I knit my fingers together behind my back like a kid caught doing something naughty. The truth jerks out of me in broken phrases. “I’ve really been wanting to paint you. Dying to. But I can’t, and even if I chose to, I couldn’t paint you from memory, when you’re not in the room. That’s a no-no for someone like me. So I’ve been painting…bits of you, sort of. Impressions, lines, colors, shapes…it’s a way around the magic. I can’t help it.” I sink onto my stool, arms hanging limply. “You inspire me. Weirdly, when I’m painting ‘not you’ like this, that’s when I feel…” I break off, my pulse veering wildly into dangerous territory.
“When you feel what?” His voice is quiet, pacifying—the hunter speaking to the deer—but there’s a line of tension in it that betrays his eagerness.
“That’s when I feel most connected to you.

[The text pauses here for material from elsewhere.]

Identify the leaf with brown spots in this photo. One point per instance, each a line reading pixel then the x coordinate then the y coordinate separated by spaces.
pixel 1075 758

Like I can understand you. Like I might want to say yes.”
A pounding silence. Me, emptied of my secret, and him, frozen by hope.
“Then by all means,” he says, “keep painting ‘not me.’”
“But I can’t sell or show them. I’ve put too much of myself into them.”
“You feel protective of them.” He nods. “I understand. Basil used to feel the same way about certain pieces of his. They were for his eyes only. And mine. Did you know he painted me several times? There were multiple versions before he made the One.”
“I didn’t realize that.”
“He used to speak of a strange feeling he would get sometimes while he worked, like a tugging sensation in his chest. He kept sketching and painting me in different ways, some clothed, some nude. The morning after we made love for the first time, he began the painting I own now.”
“And you didn’t realize what it was.”
“Not until it began to change. One morning, I cut my hand, and it healed almost instantly. Later I noticed a red line in the same spot on the painting’s hand. That’s when I began to suspect what was going on. And from there—well—my experiments turned into excesses, and occasional indulgence became perpetual debauchery.” He sets down the vignette he’s holding. “Keep them if you like. The excursion I’ve planned for us tomorrow should give you a fresh wave of creativity. Just don’t get too attached to any new paintings our trip may inspire. Artists have to yield pieces of their souls for the evaluation and censure of the masses, you know.”
“And for the critics,” I add.
“Oh, the critics. They’re the worst.” His smile doesn’t reach his eyes or pop his dimples. A long, slow sadness shines in the blue depths of his gaze, and he’s not pushing it away, he’s holding it. Feeling it.
“Oh, Dorian,” I murmur, rising from the stool, and I move to him impulsively, wrapping both arms around him, comforting him even as my heart sinks. “You still miss him.”
Every muscle in his face tightens, hardens with the tension of resistance. But he only half-raises the walls before letting them crumble again, leaving himself open.
He draws in a heavy, shuddering breath, his body bowing in the circle of my arms. “I never let myself feel it much,” he whispers. “I was so angry with him. So full of grief and love that I couldn’t stand it. Ididn’t know what to do with it. So I shoved it away. I kept shoving it away, into the painting, so it was never purged. It never quite left me, even after he was long gone. But you were right, what you said that night at Scoundrel. I need to feel it. I think that’s the only way I can heal and—move on to something new.”
And just like that, my sinking heart rises again, bobbing to the surface with a thrilling lurch.